“Happy?” I asked Zak. “Can we go home now?”
“Patience.”
The howling started again, but listening closely this time, I could hear a click. It sounded like a toe nail clipper.
“Nails,” I said. “Maybe he’s cutting his toe nails, not his toes.”
I hoped he was anyhow. But if that’s what he was doing, he sure was making a lot of fuss. I could only imagine the screaming if someone had wanted to wash his hair.

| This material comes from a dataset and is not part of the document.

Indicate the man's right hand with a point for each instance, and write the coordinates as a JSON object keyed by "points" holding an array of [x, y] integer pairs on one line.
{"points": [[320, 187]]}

Zak ate a sunflower seed and pulled the money box from the plastic bag. He dumped the money into the bag and filled the muddy box with the rest of his sunflower seeds. Then he knocked again. It was embarrassing that he insisted on knocking a second time, but there was no stopping Zak once he got started. He was persistent, I had to give him that. We waited a moment and the door creaked open again. This time, Mukta stared at the open money tin with a smile on his face.
“Sunflower seed?” Zak asked.
“I beware of freaks bearing gifts,” Mukta said. “But I very much enjoy a good seed. Please. Come in.”
Zak entered the hut first, me about a mile behind him.
I was right about it being warm and dry inside. Score one for the howling hut. Looking around, it took me a minute to take it all in. The place was just so different from anywhere I'd ever been before. For one thing, statues of the Hindu gods I had only seen in pictures were everywhere. There were gods with ten arms and gods with elephant heads. There were very mean-looking gods sitting on golden tigers and go-lucky gods smiling happily with their legs crossed and birds chirping on their multiple arms. Each of the gods was carved from stone and each had lots of candles lighting them up. I recognized the super important ones: Shiva, Vishnu, and Brahma. I saw Hanuman and Ganesha too. But I couldn’t even begin to guess the names of most of them. All I could say for certain was that they sure had a lot of arms.
A fire burnt in a clay oven in the corner of the hut, its flames flickering off the walls. Burning incense gave the air a sweet, spicy scent, little wisps of smoke curling up through the firelight. There was a beautiful rectangular carpet covered in colorful geometric designs in the center of the place. The strangest things, though, were all of the pictures tacked up on the stone walls. Right there along with the statues of the gods and incense were charcoal drawings of people in more and more twisted yoga positions. The pictures looked like a collection of human pretzels. I guessed that when Mukta wasn’t cutting off his toes, he liked to draw.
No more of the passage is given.